Re: [PATCH] mm,oom: Don't call schedule_timeout_killable() with oom_lock held.

Tetsuo Handa <penguin-kernel@xxxxxxxxxxxxxxxxxxx> · Thu, 24 May 2018 19:51:24 +0900

Michal Hocko wrote:
> Look. I am fed up with this discussion. You are fiddling with the code
> and moving hacks around with a lot of hand waving. Rahter than trying to
> look at the underlying problem. Your patch completely ignores PREEMPT as
> I've mentioned in previous versions.

I'm not ignoring PREEMPT. To fix this OOM lockup problem properly, as much
efforts as fixing Spectre/Meltdown problems will be required. This patch is
a mitigation for regression introduced by fixing CVE-2018-1000200. Nothing
is good with deferring this patch.

> I would be OK with removing the sleep from the out_of_memory path based
> on your argumentation that we have a _proper_ synchronization with the
> exit path now.

Such attempt should be made in a separate patch.

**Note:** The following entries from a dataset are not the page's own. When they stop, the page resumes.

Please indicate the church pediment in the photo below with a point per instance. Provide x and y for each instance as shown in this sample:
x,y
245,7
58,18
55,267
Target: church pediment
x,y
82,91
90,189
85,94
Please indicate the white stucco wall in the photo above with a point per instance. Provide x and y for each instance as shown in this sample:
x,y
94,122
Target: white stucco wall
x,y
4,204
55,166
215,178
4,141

You suggested removing this sleep from my patch without realizing that
we need explicit schedule_timeout_*() for PF_WQ_WORKER threads. My patch
is trying to be as conservative/safe as possible (for easier backport)
while reducing the risk of falling into OOM lockup.

I worry that you are completely overlooking

                char *fmt, ...)
 	 */
 	if (!mutex_trylock(&oom_lock)) {
 		*did_some_progress = 1;
-		schedule_timeout_uninterruptible(1);
 		return NULL;
 	}

part in this patch.

Currently, the short sleep is so random/inconsistent that
schedule_timeout_uninterruptible(1) is called when we failed to grab
oom_lock (even if current thread was already marked as an OOM victim),
schedule_timeout_killable(1) is called when we killed a new OOM victim,
and no sleep at all if we found that there are inflight OOM victims.

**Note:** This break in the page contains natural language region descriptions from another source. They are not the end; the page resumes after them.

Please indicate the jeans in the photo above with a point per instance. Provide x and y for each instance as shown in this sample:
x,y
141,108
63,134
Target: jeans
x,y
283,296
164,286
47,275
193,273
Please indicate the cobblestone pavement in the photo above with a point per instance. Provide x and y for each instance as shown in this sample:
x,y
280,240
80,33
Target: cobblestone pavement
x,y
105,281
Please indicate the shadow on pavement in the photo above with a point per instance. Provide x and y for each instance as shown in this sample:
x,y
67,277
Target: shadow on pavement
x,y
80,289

This patch centralized the location to call
schedule_timeout_uninterruptible(1) to "goto retry;" path so that
current thread surely yields CPU resource to the owner of oom_lock.

You are free to propose removing this centralized sleep after my change
is applied. Of course, you are responsible for convincing that removing
this centralized sleep (unless PF_WQ_WORKER threads) does not negatively
affect the owner of oom_lock (e.g. a SCHED_IDLE thread who is holding
oom_lock gets blocked longer than mine).